Food sales tax debate to kick off second day of veto session

TOPEKA, (KSNT) — Kansas lawmakers returned to the State House to kick off the final days of the 2022 legislative session.

They plan to tackle major issues, including a proposal to reduce the state’s heavy food sales tax. According to Democratic House Leader Tom Sawyer, Rep. Jim Gartner, a Democrat from Topeka, introduced a motion to bring the food sales tax bill, HB 2487, to debate, which is expected to begin tomorrow.

“Today, Rep. Jim Gartner introduced a motion to have HB 2487, a bipartisan bill, removed from the House Tax Committee and above The Line for a vote,” Sawyer said. “We hope our colleagues in the House will support this motion and work with us to eliminate the sales tax on food.”

HB 2487 eliminates the 6.5% state food sales tax, setting the new rate at 0%. However, some Republicans have expressed opposition to the proposal, citing plans to spend responsibly.

“We want to take a look at years and longevity and make sure we’re not going too far too fast,” Republican House Tax Committee Chairman Rep. Adam Smith said, speaking to Kansas. Capitol Bureau in January. “…I try to act with caution and make sure we are responsible.”
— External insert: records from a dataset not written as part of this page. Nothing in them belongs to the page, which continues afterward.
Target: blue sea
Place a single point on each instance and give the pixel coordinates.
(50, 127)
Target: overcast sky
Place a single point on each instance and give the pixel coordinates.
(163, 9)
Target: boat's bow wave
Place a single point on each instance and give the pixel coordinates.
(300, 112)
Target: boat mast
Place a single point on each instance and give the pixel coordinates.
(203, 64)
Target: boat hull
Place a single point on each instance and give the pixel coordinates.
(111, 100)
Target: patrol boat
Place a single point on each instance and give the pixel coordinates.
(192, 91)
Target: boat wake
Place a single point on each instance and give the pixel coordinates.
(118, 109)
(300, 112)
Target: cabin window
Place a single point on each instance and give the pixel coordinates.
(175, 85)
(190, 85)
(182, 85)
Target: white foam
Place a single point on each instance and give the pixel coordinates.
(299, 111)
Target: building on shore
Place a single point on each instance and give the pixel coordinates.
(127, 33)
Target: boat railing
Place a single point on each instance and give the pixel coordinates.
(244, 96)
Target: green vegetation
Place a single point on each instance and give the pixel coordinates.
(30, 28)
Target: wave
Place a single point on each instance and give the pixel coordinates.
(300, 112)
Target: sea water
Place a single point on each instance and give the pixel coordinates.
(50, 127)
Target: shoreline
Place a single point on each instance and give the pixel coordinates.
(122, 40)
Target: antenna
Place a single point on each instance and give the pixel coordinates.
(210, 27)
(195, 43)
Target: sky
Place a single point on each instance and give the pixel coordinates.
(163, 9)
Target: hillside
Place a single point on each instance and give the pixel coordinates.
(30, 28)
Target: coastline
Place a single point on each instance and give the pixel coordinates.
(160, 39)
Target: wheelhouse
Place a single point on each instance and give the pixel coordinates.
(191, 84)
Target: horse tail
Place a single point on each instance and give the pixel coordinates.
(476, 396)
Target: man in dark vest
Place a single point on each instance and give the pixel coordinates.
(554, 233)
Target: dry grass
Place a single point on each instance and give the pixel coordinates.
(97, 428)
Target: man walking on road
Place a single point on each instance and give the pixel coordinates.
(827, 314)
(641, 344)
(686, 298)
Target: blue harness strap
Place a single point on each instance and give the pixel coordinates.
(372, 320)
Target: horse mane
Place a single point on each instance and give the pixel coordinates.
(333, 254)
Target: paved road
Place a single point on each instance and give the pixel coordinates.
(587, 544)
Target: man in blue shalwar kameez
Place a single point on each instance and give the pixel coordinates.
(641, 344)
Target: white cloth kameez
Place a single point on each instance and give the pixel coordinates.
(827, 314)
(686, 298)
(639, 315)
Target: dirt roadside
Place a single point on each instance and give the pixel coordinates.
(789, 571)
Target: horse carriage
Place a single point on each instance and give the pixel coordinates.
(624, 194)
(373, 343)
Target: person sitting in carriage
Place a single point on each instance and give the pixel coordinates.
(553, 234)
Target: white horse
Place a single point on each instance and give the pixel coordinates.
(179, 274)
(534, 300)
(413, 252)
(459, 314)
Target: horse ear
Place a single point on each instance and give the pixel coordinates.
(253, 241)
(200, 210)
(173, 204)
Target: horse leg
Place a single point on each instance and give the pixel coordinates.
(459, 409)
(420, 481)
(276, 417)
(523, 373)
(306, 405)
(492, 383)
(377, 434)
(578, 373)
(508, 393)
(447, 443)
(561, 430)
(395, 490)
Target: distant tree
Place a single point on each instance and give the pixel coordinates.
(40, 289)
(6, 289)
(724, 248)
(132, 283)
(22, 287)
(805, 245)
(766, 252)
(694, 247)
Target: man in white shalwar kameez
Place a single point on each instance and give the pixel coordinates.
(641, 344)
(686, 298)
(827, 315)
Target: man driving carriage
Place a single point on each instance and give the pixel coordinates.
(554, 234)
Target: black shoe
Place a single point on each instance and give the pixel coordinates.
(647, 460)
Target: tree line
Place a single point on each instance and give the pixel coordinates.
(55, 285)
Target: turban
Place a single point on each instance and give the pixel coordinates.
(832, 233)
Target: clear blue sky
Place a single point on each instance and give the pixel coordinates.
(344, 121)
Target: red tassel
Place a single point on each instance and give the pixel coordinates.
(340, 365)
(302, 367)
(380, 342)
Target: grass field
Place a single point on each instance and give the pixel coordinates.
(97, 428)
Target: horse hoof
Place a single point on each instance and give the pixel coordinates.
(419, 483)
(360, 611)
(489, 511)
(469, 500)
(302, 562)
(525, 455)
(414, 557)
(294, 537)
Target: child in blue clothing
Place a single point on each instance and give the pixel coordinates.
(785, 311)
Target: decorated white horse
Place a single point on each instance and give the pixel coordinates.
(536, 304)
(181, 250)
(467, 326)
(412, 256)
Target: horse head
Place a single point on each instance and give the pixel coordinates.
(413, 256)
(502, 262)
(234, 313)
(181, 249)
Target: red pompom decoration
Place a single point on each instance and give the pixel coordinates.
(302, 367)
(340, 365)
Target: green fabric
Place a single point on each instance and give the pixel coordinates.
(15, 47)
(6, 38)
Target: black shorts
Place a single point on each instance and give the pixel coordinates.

Republicans also criticized Kelly for vetoing a measure in 2019 that called for a phased reduction in the food sales tax. A proposal that was endorsed by Republicans at a joint House and Senate Fiscal Conference committee in March also pushed again for a phased reduction. According to the plan, the food sales tax would be reduced to 4% next year, then to 2% in 2024, before dropping completely in 2025.
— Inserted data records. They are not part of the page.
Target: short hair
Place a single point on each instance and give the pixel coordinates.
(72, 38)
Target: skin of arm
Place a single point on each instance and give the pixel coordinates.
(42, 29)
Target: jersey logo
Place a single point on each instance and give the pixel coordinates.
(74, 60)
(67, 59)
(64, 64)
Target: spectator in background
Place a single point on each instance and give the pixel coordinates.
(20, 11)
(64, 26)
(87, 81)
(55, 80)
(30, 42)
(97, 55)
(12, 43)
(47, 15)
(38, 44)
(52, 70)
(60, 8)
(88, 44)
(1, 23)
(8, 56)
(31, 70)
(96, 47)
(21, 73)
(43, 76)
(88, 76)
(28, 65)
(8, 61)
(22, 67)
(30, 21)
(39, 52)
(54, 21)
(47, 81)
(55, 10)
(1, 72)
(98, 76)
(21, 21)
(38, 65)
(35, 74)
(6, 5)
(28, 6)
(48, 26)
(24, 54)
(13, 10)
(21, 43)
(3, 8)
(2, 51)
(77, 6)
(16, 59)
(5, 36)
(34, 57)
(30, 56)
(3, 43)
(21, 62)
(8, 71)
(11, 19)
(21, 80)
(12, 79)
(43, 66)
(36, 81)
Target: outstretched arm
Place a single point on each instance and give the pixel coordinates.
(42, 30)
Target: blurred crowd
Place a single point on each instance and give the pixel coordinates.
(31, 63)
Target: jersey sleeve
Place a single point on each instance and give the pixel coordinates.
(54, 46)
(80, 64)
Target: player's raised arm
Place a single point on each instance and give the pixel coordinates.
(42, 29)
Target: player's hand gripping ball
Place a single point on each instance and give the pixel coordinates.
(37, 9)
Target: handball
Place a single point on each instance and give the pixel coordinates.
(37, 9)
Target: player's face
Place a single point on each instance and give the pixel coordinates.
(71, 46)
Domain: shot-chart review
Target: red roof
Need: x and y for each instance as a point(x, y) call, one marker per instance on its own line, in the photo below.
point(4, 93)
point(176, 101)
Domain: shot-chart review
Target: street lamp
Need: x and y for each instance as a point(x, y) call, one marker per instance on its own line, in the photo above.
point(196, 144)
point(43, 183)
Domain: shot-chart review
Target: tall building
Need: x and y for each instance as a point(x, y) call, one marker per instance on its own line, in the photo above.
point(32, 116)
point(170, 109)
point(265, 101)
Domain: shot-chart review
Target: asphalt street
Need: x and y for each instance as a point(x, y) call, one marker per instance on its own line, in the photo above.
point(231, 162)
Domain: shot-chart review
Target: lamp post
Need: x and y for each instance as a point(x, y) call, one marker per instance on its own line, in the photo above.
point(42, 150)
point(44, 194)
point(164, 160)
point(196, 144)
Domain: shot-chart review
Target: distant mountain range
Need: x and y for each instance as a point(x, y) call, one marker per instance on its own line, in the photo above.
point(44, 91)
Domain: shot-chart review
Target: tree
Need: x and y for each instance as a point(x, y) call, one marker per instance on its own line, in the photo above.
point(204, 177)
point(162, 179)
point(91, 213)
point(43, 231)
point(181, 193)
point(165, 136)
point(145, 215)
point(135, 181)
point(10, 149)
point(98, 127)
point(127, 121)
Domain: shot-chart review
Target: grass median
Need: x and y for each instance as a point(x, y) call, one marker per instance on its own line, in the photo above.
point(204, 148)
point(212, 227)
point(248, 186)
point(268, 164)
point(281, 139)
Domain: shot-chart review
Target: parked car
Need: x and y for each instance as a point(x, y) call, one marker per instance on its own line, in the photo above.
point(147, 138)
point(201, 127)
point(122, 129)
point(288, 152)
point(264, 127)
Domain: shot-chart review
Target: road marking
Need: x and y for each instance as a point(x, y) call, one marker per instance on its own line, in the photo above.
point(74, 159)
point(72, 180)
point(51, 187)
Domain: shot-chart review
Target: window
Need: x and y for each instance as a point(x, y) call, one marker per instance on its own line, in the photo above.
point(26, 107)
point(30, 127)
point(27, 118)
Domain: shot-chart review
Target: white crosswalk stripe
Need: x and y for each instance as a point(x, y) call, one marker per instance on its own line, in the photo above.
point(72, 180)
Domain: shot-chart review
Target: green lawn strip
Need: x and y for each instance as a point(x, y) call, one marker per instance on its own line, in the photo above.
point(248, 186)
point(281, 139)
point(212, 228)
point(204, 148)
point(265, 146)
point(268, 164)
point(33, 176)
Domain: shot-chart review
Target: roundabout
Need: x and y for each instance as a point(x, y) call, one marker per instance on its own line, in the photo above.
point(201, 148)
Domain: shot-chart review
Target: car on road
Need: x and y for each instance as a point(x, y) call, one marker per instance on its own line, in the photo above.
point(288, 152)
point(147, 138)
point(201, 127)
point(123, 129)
Some Democrats have spoken out against the plan, pushing to cut the food sales tax now with rising state revenues. Sawyer reiterated those thoughts in a press release Monday.

“The money is there and the Kansans want it to happen,” Sawyer said. “We need to get to a 0% state sales tax on food now – there’s no time to lose. Kansans are feeling the pressure of high inflation and high gasoline prices. It shouldn’t be political. At the very least, they should allow for a vote and debate. If they think it’s a bad bill, they should say so.